“誒?他在里面睡觉?他为什么会在你的营帐里面睡觉?你们俩平时不是都住在他的营帐里吗?”
清鶯顿时就更不明白了。
按理来说,林易不应该是在他的营帐里睡觉,而上官落的营帐应该一早就空出来了啊!
上官落笑著摇了摇头:
“因为骷髏先生和秦统领正在林先生的营帐里吃饭聊天,所以他带著我离开了。”
清鶯顿时觉得有些新奇:
“誒?林先生平时不是最喜欢和秦必和骷髏他们两个扯淡吗?怎么今天这么不一样了?”
上官落又补充道:“秦统领和骷髏先生,在聊……关於明天进攻南詔的事情。”
听见这句话之后,清鶯顿时明白了什么。
“所以林先生把你带离那里,其实就是在防著你是吧?”
清鶯嘆了口气,但又在看到上官落有些低落的情绪之后,宽慰她道:
“这都是人之常情嘛!毕竟你是南詔人嘛!身份特殊,肯定是要有一些忌惮的。林先生又是一国宰相……”
上官落却摇了摇头:
“不!我从来没有觉得林先生在提防我。”
“啊?”
在听到上官落的话之后,清鶯不由得为之一愣。
上官落又抬起头,眼睛非常明亮,她也非常认真的说道:
“林先生其实並不是在提防我,而是在保护我。”
“他是害怕聊这些大楚与南詔的战爭的事情,会刺激到我,毕竟南詔是我的家,大楚也是我的家。”
“而且我虽然南詔的家被屠尽了,但是对不起我们的,只有我的叔叔和南詔皇室,南詔的百姓,也都是我的同族。”
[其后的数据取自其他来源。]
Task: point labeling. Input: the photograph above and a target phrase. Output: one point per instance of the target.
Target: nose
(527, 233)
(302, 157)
“但是任何的一场战爭,都不可能不把战爭发生地的百姓牵扯进来……”
上官落说到这里之后,又低下了头:
“他可能只是害怕我伤心吧。”
清鶯就这么看著上官落,也一时间说不出来话了。
她也非常心疼面前的这个女孩。
年纪轻轻就经歷了两次被灭门。
一次是上官山庄,一次是崆峒派。
如今终於可以回来报仇了,但是发现自己的血海深仇,要以战爭的方式来报,顿时就又开始痛苦了。
因为她也是一个善良的姑娘,她也不想要这场战爭,不想要將那么多无辜的百姓卷进来。
而且如今她人在大楚,又因为自己南詔的血脉和来歷,遭遇到了非常大的压力。
这怎么能让她不崩溃呢?
“没关係的。”
清鶯走上前去,轻轻摸著上官落的脑袋,又把她抱在了怀里。
“好了……我没事。”
上官落抬起头,又朝著清鶯笑了笑。
“真的吗?”
清鶯看著上官落,仍旧有些不放心的道。
“誒呀!真没事的!放心吧姐姐!”
上官落在跟清鶯告別之后,也就转身走进了营帐,在林易的身边躺了下来,注视著这个男人平静的睡顏。